Lucian scrambled along at his side, barely controlling his desperation. “Rafael,” he gasped, “I’m afraid.”
At that, Rafael stopped and faced his half brother, laying his hands on Lucian’s shoulders. When he spoke, it was with genuine affection for the boy Lucian had once been, and for the man Rafael knew he could become if only he made the proper choices.
“I’m afraid, too,” Rafael said. “We all are.”
Tears of anger and frustration rose in Lucian’s eyes, but he offered no further arguments. He simply twisted free of Rafael’s grasp and strode away toward the main part of the camp.
Rafael hesitated briefly, then returned to his own fire, pulled off his boots and crawled into his bedroll.

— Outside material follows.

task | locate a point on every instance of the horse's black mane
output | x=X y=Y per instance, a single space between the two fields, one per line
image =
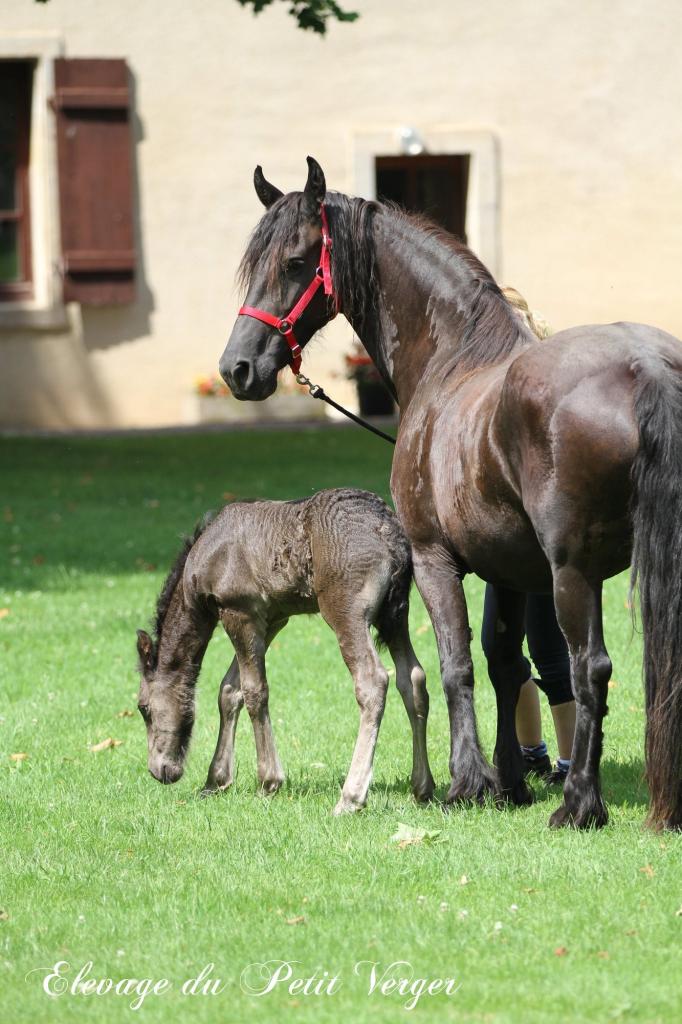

He held off sleep as long as he could, fearing the terrible nightmares of blood and fire and death that had been troubling him of late.
Still, he was exhausted and was soon overtaken by slumber. Instead of destruction, he dreamed of Annie Trevarren, smiling up at him as he stood on the balcony of the solarium at St. James Keep, swathed in the glimmering white silk of a wedding dress.
After the drama of their arrival at the Royal Palace of Morovia, the quiet days that followed were something of a disappointment to Annie. Everyone else in the house, however, seemed vastly relieved to enjoy some peace and quiet.
Phaedra soon recovered from whatever had ailed her on the journey from the keep to the capital, though Annie often found her standing at one of the windows, watching the gate and the street behind it.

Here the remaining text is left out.